Para os inquilinos, o regime pode consistir numa mora no pagamento das rendas, sendo que o senhorio só tem direito à resolução do contrato de arrendamento, por falta de pagamento das rendas vencidas nos meses em que vigore o estado de emergência e no primeiro mês subsequente, se o arrendatário não efetuar o seu pagamento, no prazo de 12 meses contados do termo do estado de emergência, em prestações mensais não inferiores a um duodécimo do montante total, pagas juntamente com a renda de cada mês.
Empréstimos concedidos pelo IHRU

Os arrendatários habitacionais podem também solicitar ao IHRU um empréstimo para suportar a diferença entre o valor da renda mensal devida e o valor resultante da aplicação ao rendimento do agregado familiar de uma taxa de esforço máxima de 35%, de forma a permitir o pagamento da renda devida, não podendo o rendimento disponível restante do agregado ser superior 438,81 euros (1 IAS).
O valor de empréstimo mensal será concedido pelo número de meses até ao mês seguinte ao final do estado de emergência. O valor total do empréstimo é igual ao valor mensal emprestado, multiplicado pelo número de meses.
Este empréstimo não tem qualquer tipo de juros ou comissões associadas, a não ser o pagamento do imposto de selo.
Os valores do empréstimo serão disponibilizados mensalmente, até ao dia 30 do mês anterior ao de cada renda devida, podendo, quando isso se justificar, ser efetuada uma primeira disponibilização única relativa ao primeiro mês e ao mês subsequente.
O beneficiário só pagará a 1.ª prestação do empréstimo em janeiro de 2021, sem prejuízo de o período de carência nunca poder ser inferior a seis meses.
O empréstimo é reembolsado em prestações mensais, iguais e sucessivas, de valor correspondente a um duodécimo (1/12) da renda mensal. No entanto, estas condições podem ser renegociadas sempre que os baixos rendimentos e a taxa de esforço do agregado familiar assim o justifiquem.

Os senhorios cujos arrendatários não recorram a empréstimo do IHRU podem também solicitar a este Instituto um empréstimo sem juros para compensar o valor da renda mensal, devida e não paga, sempre que o rendimento disponível restante do agregado desça, por tal razão, abaixo do IAS (438,81 euros em 2020).

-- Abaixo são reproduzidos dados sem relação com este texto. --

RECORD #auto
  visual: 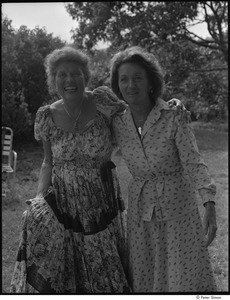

Os inquilinos que não consigam pagar a renda devem informar o senhorio, por escrito, até cinco dias antes do vencimento da primeira renda em que pretendem beneficiar deste regime, juntando a documentação comprovativa da situação.
No entanto, quanto à renda que se vença a partir do dia 1 de abril, a notificação pode ser feita até dia 27 de abril de 2020.
Este regime é aplicável às rendas que se vençam desde dia 1 de abril de 2020, em todo o território nacional.